Reactive data copy using Neo4j

Nicolas Mervaillie

by Nicolas Mervaillie

The release of Neo4j 4.0 brought many improvements, one of them being a reactive architecture across the stack, from query execution to client drivers. But how does that compare to other approaches ? As stated in the reactive manifesto, a reactive system is more scalable and responsive, by having a more efficient resource usage.

I was curious to see this in action, and check the benefit. In this article we will take a simple example of copying data from one database to another and compare the reactive approach to traditional ones regarding execution speed and resource usage.

We’ll use Java to copy data between 2 separate Neo4j instances, all the source code is available in this repository.

Getting started

First, we’ll just generate some random nodes into a source database and copy the data over to the second database with a simple single thread :

Single threaded Neo4j data copy

The source code for this can be found here. Note that for performance reasons, we batch the updates to avoid too much transactional overhead.

Having a look at the execution output, we can see that reads and writes alternate, and it takes about 70 seconds to copy the 1 000 000 nodes.

The video below shows the live progress of the copy, each ‘r’ and ‘W’ characters representing a read or write of a batch of data.

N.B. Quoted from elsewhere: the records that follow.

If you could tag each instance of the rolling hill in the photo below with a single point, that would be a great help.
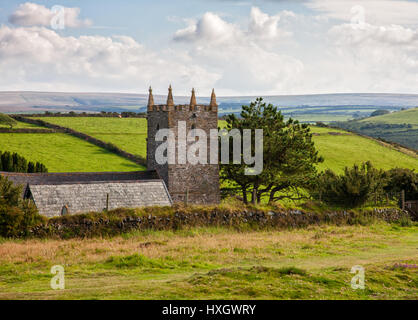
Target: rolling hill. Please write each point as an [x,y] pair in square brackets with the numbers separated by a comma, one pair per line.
[339,148]
[306,108]
[399,127]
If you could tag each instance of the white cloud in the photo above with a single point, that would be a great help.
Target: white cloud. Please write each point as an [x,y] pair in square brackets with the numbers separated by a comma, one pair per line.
[32,14]
[40,59]
[257,58]
[213,29]
[370,58]
[380,12]
[246,58]
[210,27]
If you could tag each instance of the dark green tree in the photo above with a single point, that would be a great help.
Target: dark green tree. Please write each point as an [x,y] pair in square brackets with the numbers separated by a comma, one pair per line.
[353,188]
[399,179]
[8,121]
[289,154]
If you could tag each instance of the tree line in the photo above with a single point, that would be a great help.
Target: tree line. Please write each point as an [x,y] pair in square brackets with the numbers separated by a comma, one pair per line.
[289,166]
[13,162]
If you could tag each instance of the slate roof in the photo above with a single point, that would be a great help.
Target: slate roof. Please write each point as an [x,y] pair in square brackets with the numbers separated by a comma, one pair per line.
[55,178]
[86,192]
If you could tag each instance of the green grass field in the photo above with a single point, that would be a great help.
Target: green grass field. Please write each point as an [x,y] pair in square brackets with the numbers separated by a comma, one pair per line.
[400,127]
[129,134]
[409,116]
[22,125]
[63,153]
[339,149]
[218,263]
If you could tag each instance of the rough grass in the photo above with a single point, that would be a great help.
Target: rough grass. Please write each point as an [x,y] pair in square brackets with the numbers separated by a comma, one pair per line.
[129,134]
[217,263]
[339,150]
[22,125]
[63,153]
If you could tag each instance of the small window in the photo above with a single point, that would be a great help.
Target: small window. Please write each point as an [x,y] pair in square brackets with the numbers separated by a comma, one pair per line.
[193,133]
[64,210]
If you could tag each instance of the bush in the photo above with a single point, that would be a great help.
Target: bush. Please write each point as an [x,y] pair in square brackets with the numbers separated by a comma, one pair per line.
[17,216]
[8,121]
[402,179]
[352,189]
[13,162]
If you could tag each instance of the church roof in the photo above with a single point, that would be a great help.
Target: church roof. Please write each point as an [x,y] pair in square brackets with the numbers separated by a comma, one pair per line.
[77,177]
[87,192]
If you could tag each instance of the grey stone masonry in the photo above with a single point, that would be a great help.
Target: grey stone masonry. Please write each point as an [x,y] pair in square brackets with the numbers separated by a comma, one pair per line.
[199,183]
[96,196]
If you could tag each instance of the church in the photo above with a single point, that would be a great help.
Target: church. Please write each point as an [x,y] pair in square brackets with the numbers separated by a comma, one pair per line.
[56,194]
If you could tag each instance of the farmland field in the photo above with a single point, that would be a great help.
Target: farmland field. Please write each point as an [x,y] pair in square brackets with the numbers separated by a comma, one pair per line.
[129,134]
[339,149]
[218,263]
[400,127]
[409,116]
[63,153]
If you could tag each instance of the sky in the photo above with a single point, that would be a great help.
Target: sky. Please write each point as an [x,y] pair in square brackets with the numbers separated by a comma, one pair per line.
[238,47]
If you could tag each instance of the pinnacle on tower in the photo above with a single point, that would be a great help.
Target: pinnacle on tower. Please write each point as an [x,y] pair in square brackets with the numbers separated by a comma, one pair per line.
[150,98]
[193,99]
[213,103]
[170,100]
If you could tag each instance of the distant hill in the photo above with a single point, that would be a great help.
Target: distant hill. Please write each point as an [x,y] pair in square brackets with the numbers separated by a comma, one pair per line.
[339,148]
[306,108]
[405,116]
[399,127]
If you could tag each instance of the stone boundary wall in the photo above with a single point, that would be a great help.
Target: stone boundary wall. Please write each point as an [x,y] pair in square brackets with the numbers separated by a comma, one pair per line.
[105,145]
[124,220]
[27,130]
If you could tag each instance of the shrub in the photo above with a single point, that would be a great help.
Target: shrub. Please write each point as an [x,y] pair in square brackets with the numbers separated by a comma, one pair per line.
[17,216]
[6,120]
[17,221]
[402,179]
[352,189]
[13,162]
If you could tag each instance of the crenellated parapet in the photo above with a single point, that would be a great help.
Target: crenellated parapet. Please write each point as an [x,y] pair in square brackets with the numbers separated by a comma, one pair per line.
[192,106]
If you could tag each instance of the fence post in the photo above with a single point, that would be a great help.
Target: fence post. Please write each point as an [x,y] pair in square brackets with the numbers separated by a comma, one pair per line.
[107,202]
[186,199]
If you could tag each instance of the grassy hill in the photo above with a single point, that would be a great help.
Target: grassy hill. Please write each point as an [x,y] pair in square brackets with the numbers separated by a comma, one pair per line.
[400,127]
[409,116]
[217,263]
[61,153]
[338,147]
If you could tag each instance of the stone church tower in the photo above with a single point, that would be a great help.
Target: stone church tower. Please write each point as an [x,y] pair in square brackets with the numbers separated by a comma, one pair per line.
[191,183]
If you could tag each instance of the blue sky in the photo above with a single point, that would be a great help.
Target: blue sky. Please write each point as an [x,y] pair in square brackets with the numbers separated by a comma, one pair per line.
[238,47]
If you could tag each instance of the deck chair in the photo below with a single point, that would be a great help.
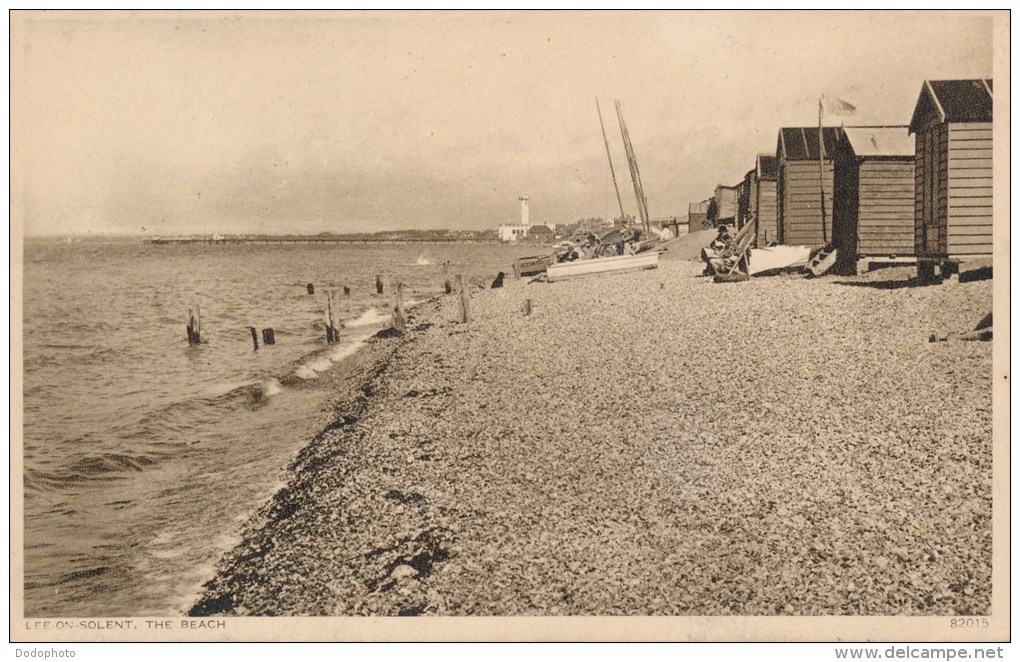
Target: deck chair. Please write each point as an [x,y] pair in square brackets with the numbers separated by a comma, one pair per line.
[736,253]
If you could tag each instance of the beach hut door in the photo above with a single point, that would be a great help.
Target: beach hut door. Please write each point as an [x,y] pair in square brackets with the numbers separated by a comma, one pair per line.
[932,165]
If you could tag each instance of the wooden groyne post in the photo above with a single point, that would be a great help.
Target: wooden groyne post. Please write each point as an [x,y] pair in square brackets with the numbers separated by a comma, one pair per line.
[465,300]
[399,318]
[332,316]
[194,325]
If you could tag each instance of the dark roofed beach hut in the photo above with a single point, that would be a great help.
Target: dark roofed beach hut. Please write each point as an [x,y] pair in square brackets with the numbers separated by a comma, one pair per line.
[873,200]
[952,128]
[763,201]
[800,216]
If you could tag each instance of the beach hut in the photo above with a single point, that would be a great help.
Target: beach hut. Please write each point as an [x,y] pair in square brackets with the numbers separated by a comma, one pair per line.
[873,196]
[800,189]
[952,129]
[725,205]
[744,199]
[698,215]
[763,200]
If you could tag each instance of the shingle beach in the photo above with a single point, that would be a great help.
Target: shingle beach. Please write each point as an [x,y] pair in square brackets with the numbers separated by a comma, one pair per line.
[646,443]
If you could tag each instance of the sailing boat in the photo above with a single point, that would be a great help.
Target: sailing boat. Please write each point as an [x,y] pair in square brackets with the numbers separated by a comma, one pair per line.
[612,242]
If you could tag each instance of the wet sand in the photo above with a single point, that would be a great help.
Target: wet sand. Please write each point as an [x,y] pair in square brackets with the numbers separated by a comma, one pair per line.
[648,443]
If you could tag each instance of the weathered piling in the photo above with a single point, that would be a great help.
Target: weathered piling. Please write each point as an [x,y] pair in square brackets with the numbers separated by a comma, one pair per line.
[465,301]
[399,318]
[194,325]
[332,316]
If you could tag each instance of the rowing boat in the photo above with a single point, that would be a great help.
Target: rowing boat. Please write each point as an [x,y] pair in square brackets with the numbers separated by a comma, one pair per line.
[615,264]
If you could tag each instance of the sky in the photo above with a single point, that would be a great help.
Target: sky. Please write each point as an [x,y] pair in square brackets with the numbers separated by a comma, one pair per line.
[161,123]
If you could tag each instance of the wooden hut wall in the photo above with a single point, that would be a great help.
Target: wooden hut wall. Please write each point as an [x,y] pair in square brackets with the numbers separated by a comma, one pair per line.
[885,207]
[745,211]
[846,189]
[725,203]
[953,196]
[930,183]
[801,218]
[767,211]
[969,189]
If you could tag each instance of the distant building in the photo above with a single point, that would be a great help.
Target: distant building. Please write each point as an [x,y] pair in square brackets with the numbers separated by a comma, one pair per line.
[541,234]
[517,232]
[512,232]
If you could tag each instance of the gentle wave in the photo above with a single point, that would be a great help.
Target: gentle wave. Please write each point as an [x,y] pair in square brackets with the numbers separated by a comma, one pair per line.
[368,318]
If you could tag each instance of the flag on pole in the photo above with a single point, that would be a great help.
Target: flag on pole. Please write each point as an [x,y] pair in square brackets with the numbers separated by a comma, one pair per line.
[835,107]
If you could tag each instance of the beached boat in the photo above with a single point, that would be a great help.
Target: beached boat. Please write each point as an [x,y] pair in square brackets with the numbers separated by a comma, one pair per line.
[532,264]
[616,264]
[777,257]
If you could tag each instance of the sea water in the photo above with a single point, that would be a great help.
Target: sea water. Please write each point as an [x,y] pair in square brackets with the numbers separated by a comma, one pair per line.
[144,456]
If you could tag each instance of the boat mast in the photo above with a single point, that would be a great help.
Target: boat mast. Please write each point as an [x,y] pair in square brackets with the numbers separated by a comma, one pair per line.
[619,201]
[634,173]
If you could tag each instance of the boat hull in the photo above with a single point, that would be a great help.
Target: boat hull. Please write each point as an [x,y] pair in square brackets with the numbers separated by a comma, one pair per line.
[617,264]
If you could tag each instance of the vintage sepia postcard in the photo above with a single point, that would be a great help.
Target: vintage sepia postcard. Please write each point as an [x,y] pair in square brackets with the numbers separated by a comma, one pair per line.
[510,325]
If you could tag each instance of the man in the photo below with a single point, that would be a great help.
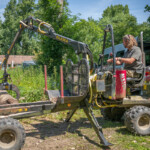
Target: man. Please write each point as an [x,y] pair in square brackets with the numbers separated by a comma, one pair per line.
[132,58]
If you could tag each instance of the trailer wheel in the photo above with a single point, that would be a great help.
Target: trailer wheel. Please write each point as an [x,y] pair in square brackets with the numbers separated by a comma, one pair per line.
[12,134]
[137,120]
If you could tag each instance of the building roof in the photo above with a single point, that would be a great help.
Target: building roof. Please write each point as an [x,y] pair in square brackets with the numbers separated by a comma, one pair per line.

Single threaded Neo4j data copy output

Nothing fancy here, as that’s not really optimized. This is just a teaser and definitely not something we would do in a real life project. As reading in Neo4j is usually much faster than writing, we’d rather parallelize the writes. Let’s continue with this.

Going parallel

We can use for example a queue, acting as a data buffer between a reader thread and multiple writer threads like this (source code here):

Multithreaded Neo4j data copy

The data streams between our reader and writers, and the queue limits the number of inflight nodes to avoid memory issues (remember, reading is usually much faster, we would quickly fill up the memory if we don’t limit incoming data).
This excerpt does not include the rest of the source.